For the customers who have allergies to certain metals, like nickel, an 18 KT gold ring will be much less likely to spawn an allergic reaction than its less pure 14 KT counterpart. However, the allergy aspect is only a concern with yellow gold. The white gold rings are coated with rhodium, and therefore, the actual gold alloy never comes into contact with the wearer’s skin.
In the US, 14 KT gold tends to be the more popular choice for engagement rings, but in Europe and Asia, the buyers typically prefer 18 KT gold. Ultimately, the better choice lies within the wants and needs of the wearer as there are many factors affected by the choice in gold. Whether a buyer chooses 14 KT or 18 KT depends on their lifestyle, their budget, and their stylistic choices. It is just one more way in which couples can customize their engagement!
Metal Pros & Cons
White Gold Pros: Generally more affordable than other types of metal. If you spend less on the metal, you can invest more money into a higher quality diamond or gemstone. White gold is tougher and stronger than yellow, or pure gold. It is also harder to scratch compared to metals such as platinum. It has a beautiful appearance and it can highlight the brilliance of diamonds.

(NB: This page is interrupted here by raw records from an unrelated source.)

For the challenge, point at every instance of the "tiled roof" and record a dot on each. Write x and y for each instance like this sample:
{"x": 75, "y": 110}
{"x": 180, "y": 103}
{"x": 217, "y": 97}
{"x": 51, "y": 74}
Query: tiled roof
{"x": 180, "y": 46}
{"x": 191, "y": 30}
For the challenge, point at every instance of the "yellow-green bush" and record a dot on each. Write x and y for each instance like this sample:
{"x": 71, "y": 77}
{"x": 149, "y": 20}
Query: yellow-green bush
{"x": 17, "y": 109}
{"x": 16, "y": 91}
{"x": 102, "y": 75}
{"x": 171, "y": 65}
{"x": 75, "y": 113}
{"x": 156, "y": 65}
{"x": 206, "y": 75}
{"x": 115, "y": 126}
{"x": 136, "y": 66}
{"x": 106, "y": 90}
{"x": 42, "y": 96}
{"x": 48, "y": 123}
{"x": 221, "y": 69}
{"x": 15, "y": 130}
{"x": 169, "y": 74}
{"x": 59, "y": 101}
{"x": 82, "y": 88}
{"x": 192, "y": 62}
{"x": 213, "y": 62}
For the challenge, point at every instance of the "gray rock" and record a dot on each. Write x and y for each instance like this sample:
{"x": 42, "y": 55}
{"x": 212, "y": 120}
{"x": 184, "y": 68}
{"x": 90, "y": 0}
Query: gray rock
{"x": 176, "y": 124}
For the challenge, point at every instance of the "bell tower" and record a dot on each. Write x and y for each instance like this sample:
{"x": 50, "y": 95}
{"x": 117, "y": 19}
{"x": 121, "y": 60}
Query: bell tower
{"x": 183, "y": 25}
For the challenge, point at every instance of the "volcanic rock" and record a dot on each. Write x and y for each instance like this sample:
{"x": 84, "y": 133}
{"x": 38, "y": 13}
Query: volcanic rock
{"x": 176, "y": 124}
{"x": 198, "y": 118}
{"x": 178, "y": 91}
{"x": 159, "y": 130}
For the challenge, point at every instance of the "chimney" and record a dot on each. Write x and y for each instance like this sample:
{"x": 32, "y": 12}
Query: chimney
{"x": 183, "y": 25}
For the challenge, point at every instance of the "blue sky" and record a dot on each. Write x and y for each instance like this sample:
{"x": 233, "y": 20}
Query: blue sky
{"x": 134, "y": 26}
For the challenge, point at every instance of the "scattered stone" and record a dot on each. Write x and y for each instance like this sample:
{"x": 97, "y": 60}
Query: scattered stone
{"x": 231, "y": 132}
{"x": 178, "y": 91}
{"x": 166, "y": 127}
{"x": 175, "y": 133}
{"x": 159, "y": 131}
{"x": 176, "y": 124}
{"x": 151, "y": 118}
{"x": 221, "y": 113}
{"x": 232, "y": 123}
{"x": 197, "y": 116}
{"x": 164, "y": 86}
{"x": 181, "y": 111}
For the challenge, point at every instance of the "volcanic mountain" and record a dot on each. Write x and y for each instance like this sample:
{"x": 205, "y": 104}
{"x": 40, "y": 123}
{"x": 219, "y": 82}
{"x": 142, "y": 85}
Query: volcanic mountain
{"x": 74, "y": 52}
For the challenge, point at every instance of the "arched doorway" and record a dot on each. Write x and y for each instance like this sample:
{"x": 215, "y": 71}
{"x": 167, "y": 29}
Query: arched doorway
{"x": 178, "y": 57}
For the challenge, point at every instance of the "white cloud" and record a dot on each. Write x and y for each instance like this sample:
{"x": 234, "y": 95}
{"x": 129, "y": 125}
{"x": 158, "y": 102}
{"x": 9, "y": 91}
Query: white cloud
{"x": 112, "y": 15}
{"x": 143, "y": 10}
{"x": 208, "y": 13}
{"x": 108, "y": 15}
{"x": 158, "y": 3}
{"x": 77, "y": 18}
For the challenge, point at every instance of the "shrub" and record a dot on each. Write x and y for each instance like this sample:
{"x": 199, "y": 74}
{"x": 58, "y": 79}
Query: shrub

White Gold Cons: White gold contains nickel, which many people are allergic to. If you have an allergic reaction to nickel, you can experience itchiness, discoloration, and swelling. Chemical sensitivity can be an issue with white gold, especially when in areas that contain chlorine like public pools or hot tubs. This could make the metal discolored.
Yellow Gold Pros: Yellow gold engagement rings look beautiful on people who have olive or darker skin tones due to the nice contrast it provides. It’s a very popular and traditional metal choice. It’s the most malleable metal, meaning it’s the easiest for jewelers to work with.
Yellow Gold Cons: Yellow gold, especially yellow gold that’s high-karat, is more likely to be scratched or dented than other metals. It should be cleaned regularly and polished more often than other rings. Doesn't look as impressive on people who have pale and fair skin tones.
Rose Gold Pros: Provides a unique and romantic look to any engagement ring. Looks amazing in vintage-inspired engagement rings. Rose gold is the strongest out of the three golds. This is due to the copper that it contains because copper is very sturdy.
Rose Gold Cons: The copper in rose gold can cause allergic reactions to those who have sensitive skin. Rose gold cannot be called a hypoallergenic metal.